[I18n-sig] Autoguessing charset for Unicode strings?

Tue, 19 Jun 2001 19:05:29 -0400

Martin v. Loewis writes:
> Now, many email readers will still choke these days when they see
> UTF-8 (the Microsoft ones being positive exceptions here), but will
> recognize Latin-1. So, another procedure might be
> 
> 1. try to encode as ASCII
> 2. if that fails, try iso-8859-1
> 3. if that fails, use UTF-8
> 
> You'll see that this becomes more and more expensive. People now may
> propose that this really should be application controlled, but I think
> they'd be misguided: the application is normally in no better position
> to select a "good" encoding than the library.
> 
> The latter algorithm may also be considered Euro-centric. It probably
> is.

Yes, it is. ;-) Western-Euro-centric, in fact.

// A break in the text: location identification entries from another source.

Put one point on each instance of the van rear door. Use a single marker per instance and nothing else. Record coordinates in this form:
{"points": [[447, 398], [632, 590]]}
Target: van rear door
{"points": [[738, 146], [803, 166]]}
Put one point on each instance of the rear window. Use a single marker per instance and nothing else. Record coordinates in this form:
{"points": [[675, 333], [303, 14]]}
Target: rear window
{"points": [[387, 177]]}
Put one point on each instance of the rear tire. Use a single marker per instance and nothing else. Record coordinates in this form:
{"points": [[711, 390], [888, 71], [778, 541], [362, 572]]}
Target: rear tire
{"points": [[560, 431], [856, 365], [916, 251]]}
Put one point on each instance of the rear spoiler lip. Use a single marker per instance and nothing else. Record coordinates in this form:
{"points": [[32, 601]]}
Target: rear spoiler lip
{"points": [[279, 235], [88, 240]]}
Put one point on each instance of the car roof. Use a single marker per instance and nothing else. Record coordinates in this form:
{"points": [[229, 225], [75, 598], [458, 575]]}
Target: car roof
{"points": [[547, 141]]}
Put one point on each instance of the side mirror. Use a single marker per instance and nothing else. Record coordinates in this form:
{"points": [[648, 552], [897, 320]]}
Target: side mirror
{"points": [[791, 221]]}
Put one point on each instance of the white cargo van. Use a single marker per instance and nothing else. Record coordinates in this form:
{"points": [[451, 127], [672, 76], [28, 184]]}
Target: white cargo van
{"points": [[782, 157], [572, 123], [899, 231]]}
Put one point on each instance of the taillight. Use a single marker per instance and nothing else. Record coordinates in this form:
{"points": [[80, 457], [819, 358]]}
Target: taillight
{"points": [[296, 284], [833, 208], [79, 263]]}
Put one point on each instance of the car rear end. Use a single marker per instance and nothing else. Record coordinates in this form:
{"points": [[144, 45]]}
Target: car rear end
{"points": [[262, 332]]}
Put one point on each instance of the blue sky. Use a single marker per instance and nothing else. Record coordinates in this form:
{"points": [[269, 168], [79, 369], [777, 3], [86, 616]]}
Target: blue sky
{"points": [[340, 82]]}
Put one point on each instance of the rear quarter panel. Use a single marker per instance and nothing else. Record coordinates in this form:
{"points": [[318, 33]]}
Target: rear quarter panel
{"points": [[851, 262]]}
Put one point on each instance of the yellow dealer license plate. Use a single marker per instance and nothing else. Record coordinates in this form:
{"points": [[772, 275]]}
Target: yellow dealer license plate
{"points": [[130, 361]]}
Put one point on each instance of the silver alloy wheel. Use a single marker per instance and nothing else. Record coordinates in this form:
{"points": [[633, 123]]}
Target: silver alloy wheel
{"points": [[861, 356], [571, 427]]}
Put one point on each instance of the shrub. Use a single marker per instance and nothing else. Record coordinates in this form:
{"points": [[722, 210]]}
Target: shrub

One could hint the character set in (2) based on the domain name of
the sender, e.g., if the sender is from .jp then try ISO-2022-JP
instead of 8859-1.

It would be possible to construct a table mapping ranges of Unicode
codepoints (perhaps even character blocks) to certain legacy encodings
so that the correct one can be chosen quickly. Something like this is
needed when transcoding from Unicode to ISO-2022-CN.

    -tree

-- 
Tom Emerson                                          Basis Technology Corp.
Sr. Sinostringologist                              http://www.basistech.com
  "Beware the lollipop of mediocrity: lick it once and you suck forever"